Bien que le don d’organes soit réglementé aux États-Unis, il existe des moyens de contourner le système via le commerce illégal. Des directeurs de pompes funèbres corrompus falsifient les certificats de décès et les formulaires de consentement avant que les restes humains ne soient éliminés. Dans les pays en développement, des personnes sont enlevées et utilisées pour leurs organes. Les enfants vendus comme esclaves sexuels voient parfois leurs organes vendus. Et il y a ceux qui, dans les bidonvilles, abandonnent leurs tissus, un morceau de leur foie ou leur rein, juste pour mettre la main sur quelques centaines de dollars américains.

Si l’Asie est certainement une zone préoccupante, Scheper-Hughes a vu des annonces demandant des organes dans des journaux au Brésil, en Moldavie et dans certaines régions d’Afrique. Elle a également été témoin d’intermédiaires parcourant les rues à la recherche de donneurs dans certains pays en tenant des liasses de billets de 100 dollars. En Chine, une annonce indiquait qu’un rein pouvait rapporter 4 000 dollars et un nouvel iPad. Au Pakistan, le commerce illégal de reins, motivé par les conditions de pauvreté, permet d’obtenir un prix de 1 000 dollars. Le tourisme de transplantation d’organes est un domaine en pleine expansion, et ici, les organes du marché noir sont souvent fournis.

L’ONU HUB ou Initiative mondiale de lutte contre le trafic d’êtres humains, a inscrit le commerce d’organes comme l’une de ses principales priorités. Un jour, les organes imprimés en 3D à partir de cellules souches rendront les dons obsolètes.

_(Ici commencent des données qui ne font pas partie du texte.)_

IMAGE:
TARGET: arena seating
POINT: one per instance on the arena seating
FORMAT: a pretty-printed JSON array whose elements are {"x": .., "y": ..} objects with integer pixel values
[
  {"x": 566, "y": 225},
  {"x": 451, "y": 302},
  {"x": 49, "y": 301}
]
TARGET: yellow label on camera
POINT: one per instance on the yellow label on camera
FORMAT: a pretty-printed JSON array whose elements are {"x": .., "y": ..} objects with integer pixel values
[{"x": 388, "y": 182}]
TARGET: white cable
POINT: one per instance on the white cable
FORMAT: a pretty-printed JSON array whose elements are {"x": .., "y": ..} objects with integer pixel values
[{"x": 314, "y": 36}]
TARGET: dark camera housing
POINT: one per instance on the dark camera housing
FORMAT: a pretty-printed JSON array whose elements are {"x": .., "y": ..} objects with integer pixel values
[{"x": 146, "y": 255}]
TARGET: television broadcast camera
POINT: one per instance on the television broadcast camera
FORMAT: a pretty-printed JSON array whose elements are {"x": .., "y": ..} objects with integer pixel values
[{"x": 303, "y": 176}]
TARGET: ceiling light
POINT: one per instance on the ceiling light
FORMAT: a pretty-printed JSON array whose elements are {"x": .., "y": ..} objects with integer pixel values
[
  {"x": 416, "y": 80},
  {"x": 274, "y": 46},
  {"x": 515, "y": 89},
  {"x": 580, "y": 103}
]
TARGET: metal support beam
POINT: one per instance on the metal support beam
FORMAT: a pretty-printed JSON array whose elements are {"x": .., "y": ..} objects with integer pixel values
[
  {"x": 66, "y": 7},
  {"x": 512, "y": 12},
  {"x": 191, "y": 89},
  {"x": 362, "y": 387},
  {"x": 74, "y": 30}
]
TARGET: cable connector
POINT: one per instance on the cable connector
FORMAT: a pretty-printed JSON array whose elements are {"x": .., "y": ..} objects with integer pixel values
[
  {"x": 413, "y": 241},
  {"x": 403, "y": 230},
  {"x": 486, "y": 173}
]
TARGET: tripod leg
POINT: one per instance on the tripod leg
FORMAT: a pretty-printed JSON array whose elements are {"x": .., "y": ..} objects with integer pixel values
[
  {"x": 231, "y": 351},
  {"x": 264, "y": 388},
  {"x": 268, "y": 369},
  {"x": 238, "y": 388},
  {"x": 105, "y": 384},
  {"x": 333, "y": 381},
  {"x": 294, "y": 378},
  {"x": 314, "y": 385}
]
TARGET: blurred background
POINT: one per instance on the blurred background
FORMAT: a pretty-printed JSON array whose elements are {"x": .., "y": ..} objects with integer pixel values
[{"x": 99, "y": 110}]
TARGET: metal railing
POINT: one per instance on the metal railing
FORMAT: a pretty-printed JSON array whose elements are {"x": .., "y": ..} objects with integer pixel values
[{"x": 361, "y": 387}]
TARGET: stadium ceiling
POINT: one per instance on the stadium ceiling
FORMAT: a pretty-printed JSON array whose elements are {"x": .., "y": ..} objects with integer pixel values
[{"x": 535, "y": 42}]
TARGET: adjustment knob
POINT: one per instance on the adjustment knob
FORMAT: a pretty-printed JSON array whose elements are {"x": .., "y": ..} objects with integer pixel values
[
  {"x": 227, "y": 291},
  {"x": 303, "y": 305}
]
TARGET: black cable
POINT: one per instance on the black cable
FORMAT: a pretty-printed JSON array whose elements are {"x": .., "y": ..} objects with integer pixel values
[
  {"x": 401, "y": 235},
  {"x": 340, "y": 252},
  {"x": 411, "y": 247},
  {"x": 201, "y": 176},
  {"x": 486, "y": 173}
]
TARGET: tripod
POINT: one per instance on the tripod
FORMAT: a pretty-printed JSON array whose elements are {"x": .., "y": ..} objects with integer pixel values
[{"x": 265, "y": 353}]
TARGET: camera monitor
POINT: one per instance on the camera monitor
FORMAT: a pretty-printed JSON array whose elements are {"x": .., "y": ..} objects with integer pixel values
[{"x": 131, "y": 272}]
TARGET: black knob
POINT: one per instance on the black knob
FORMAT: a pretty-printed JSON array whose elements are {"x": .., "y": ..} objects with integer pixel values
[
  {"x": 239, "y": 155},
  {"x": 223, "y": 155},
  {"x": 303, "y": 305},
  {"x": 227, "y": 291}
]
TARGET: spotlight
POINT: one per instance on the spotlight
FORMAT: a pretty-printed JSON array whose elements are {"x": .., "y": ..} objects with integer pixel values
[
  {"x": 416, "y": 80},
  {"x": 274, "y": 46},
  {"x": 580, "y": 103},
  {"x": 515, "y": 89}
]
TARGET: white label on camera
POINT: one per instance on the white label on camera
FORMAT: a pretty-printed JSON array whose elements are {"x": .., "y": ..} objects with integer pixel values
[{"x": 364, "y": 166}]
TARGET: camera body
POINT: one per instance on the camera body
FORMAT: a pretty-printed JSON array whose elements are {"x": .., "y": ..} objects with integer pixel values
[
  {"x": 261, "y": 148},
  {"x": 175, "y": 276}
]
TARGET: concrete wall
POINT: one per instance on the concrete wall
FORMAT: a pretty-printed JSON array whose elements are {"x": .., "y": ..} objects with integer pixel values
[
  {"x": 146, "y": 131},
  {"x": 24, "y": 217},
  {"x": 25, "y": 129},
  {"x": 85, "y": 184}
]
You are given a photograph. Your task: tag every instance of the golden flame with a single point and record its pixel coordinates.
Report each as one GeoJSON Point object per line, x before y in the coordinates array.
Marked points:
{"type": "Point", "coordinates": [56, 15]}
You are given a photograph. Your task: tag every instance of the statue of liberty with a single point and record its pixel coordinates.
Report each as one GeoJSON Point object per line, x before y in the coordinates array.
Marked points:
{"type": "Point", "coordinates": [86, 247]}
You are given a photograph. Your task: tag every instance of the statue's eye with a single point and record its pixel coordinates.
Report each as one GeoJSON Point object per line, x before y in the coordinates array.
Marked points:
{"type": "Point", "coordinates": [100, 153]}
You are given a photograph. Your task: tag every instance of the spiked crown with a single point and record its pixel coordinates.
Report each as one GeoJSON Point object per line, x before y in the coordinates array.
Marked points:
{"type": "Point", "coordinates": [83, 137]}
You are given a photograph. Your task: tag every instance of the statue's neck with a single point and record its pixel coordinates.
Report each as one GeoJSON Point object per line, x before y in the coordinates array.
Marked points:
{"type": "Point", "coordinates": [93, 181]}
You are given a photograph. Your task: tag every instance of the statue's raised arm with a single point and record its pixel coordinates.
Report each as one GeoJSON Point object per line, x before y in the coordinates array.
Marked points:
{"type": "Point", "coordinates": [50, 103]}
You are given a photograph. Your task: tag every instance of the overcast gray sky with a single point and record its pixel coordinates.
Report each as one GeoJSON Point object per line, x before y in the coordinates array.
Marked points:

Mais le trafic d’organes humains restera un problème grave et mondial tant que les inégalités dans le monde resteront inchangées, que des personnes désespérées et aisées et des personnes tout aussi désespérées financièrement – réglementation stricte ou non – croiront qu’il y a d’énormes profits à réaliser. La légende urbaine est effrayante, voire un peu mélodramatique. La réalité, cependant, comme elle l’est souvent, est dans un certain sens encore plus horrifiante.